This is a thread to post up a drinking game(s) that you like, and any funny stories that are associated with it/them.
One game I would like to post, is the worst drinking game I have ever played. It's called "Pain".
I have only played this game once. It was fall quarter of my Junior year at college.
You play this game with one other person. You need 13 beers, and one deck of cards. Basically, you open all 13 beers and line them up in a line on a table between you and the other person. You and the other person take turns drawing cards, and laying them at each respective beer to the card you have drawn. Since there are 13 beers, there is one beer for each type of card in a 52 card deck. Once you lay the card down, you take a drink of that beer. As the game goes on, more and more cards are layed down at each beer. If you lay the 4th card of one type on a certain beer, you must finish the beer.

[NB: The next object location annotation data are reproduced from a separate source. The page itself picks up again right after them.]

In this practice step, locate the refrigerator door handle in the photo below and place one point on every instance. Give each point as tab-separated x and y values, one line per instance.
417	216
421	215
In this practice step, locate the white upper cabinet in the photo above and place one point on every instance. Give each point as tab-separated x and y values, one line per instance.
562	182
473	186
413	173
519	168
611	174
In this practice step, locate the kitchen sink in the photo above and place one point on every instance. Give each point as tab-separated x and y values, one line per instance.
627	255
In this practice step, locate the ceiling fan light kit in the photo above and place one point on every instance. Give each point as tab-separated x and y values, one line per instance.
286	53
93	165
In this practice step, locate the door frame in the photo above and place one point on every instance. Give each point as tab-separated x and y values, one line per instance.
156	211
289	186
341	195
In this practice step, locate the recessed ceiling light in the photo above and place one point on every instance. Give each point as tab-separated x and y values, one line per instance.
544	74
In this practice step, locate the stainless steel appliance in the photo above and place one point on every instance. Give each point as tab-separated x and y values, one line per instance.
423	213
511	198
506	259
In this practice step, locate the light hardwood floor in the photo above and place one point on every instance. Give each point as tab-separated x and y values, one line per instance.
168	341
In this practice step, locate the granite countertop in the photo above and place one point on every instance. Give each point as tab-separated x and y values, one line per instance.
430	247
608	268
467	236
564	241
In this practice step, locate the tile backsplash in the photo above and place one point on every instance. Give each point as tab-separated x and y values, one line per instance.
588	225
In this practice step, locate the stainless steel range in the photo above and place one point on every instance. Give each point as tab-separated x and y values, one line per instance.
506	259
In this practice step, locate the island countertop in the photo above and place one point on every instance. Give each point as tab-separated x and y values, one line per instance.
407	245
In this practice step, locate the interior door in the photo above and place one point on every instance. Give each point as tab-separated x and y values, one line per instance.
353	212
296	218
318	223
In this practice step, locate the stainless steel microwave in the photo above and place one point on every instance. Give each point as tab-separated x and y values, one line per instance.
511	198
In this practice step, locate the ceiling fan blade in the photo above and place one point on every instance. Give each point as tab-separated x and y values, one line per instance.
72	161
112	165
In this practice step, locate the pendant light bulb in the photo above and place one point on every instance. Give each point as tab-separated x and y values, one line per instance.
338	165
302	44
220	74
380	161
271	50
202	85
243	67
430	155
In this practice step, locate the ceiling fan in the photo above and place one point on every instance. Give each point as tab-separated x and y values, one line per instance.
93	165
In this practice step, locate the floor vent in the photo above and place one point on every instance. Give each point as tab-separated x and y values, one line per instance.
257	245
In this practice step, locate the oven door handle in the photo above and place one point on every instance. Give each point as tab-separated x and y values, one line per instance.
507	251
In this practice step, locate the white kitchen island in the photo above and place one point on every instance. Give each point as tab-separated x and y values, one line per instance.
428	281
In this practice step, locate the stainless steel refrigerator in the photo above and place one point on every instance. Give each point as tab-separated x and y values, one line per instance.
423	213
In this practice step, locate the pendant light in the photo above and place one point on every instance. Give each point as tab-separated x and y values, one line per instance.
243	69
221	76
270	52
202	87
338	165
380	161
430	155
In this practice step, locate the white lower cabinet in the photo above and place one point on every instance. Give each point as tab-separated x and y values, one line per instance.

Me and my roommate, who is actually one of my high school friends, played this game to kick off the school year of us living together.
The night ended with me puking in the little garbage bin next to the table before we finished the game, and my roommate passed out on the room futon. He woke up the next morning realizing that he had pissed himself...
Anyone else have any funny drinking games? Or any stories related to drinking games? Let's hear em.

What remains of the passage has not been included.